In microservice architecture a service registry is a centralized component that stores service instances and metadata, enabling services to discover each other via HTTP.

2. Nacos Overview

Nacos provides dynamic service discovery, configuration, metadata and traffic management, facilitating agile development of cloud‑native microservices.

Nacos Basic Architecture

3. Nacos Registration Center

The Nacos registration center stores service instances in a database. When a service starts it registers itself, and when it stops it deregisters. The registry can perform health‑check calls to verify instance availability.

Nacos Service Registry Structure

Map<namespace, Map<group::serviceName, Service>>

4. Demo Setup

Build a Nacos client project with Spring Boot 2.1.0 and Spring Cloud Greenwich.

<spring-boot-version>2.1.0.RELEASE</spring-boot-version>
<spring-cloud.version>Greenwich.RELEASE</spring-cloud.version>

Add spring-cloud-starter-alibaba-nacos-discovery dependency and annotate the main class with @EnableDiscoveryClient. Running the application registers the service in the Nacos console.

5. Detailed Principle

After the demo works, the source code is examined. The client registers via spring-cloud-starter-alibaba-nacos-discovery, which triggers NacosDiscoveryAutoConfiguration.
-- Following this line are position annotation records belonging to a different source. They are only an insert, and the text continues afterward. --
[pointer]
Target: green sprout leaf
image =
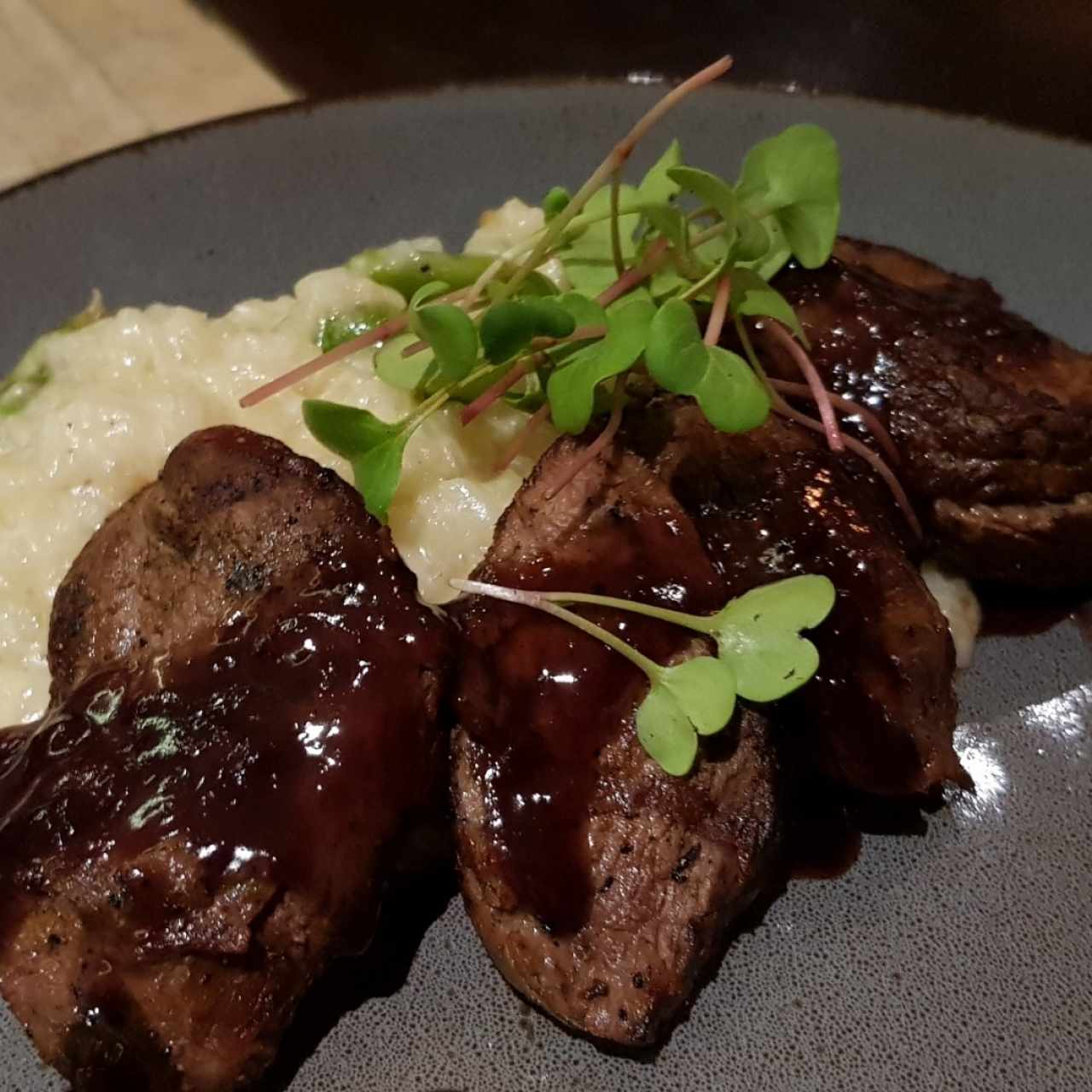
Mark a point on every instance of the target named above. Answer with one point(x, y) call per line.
point(572, 388)
point(555, 202)
point(694, 698)
point(710, 190)
point(373, 447)
point(451, 335)
point(19, 388)
point(752, 295)
point(759, 634)
point(665, 732)
point(675, 354)
point(730, 396)
point(584, 311)
point(706, 689)
point(427, 292)
point(588, 258)
point(336, 328)
point(795, 176)
point(508, 328)
point(405, 373)
point(658, 187)
point(408, 271)
point(671, 224)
The NacosAutoServiceRegistration constructor calls the parent AbstractAutoServiceRegistration, which registers the service when the web server starts.

public NacosAutoServiceRegistration(ServiceRegistry<Registration> serviceRegistry,
      AutoServiceRegistrationProperties autoServiceRegistrationProperties,
      NacosRegistration registration) {
    super(serviceRegistry, autoServiceRegistrationProperties);
    this.registration = registration;
}

The start() method creates a BeatInfo for temporary instances and sends periodic heartbeats.

public void start() {
    if (!isEnabled()) { return; }
    if (!this.running.get()) {
        context.publishEvent(new InstancePreRegisteredEvent(this, getRegistration()));
        register();
        if (shouldRegisterManagement()) { registerManagement(); }
        context.publishEvent(new InstanceRegisteredEvent<>(this, getConfiguration()));
        this.running.compareAndSet(false, true);
    }
}

The client ultimately calls

com.alibaba.cloud.nacos.registry.NacosServiceRegistry#register

, which builds an Instance and invokes NacosNamingService.registerInstance. The server side processes the request in InstanceController.register() and beat(), creating or updating Service and Instance objects, storing them in an in‑memory map serviceMap (Map<namespace, Map<group::serviceName, Service>>).

Instance registration triggers a series of consistency operations: DelegateConsistencyServiceImpl.putDistroConsistencyServiceImpl.putonPuttaskDispatcher.addTask. The task dispatcher batches keys and synchronizes them across the cluster via DataSyncer.submit, which serializes the data and sends it to peer nodes using NamingProxy.syncData (HTTP PUT to /v1/ns/distro/datum).

On the server side, Service#onChange updates the instance list, validates weights, and refreshes the IP map. Service#updateIPs and Cluster#updateIPs apply the changes, handling new, updated, and dead instances, and notifying push services.

6. Summary

The analysis shows that Nacos service registration relies on heartbeat and health‑check tasks, asynchronous cluster synchronization, and copy‑on‑write data structures to achieve high concurrency and availability in a microservice environment.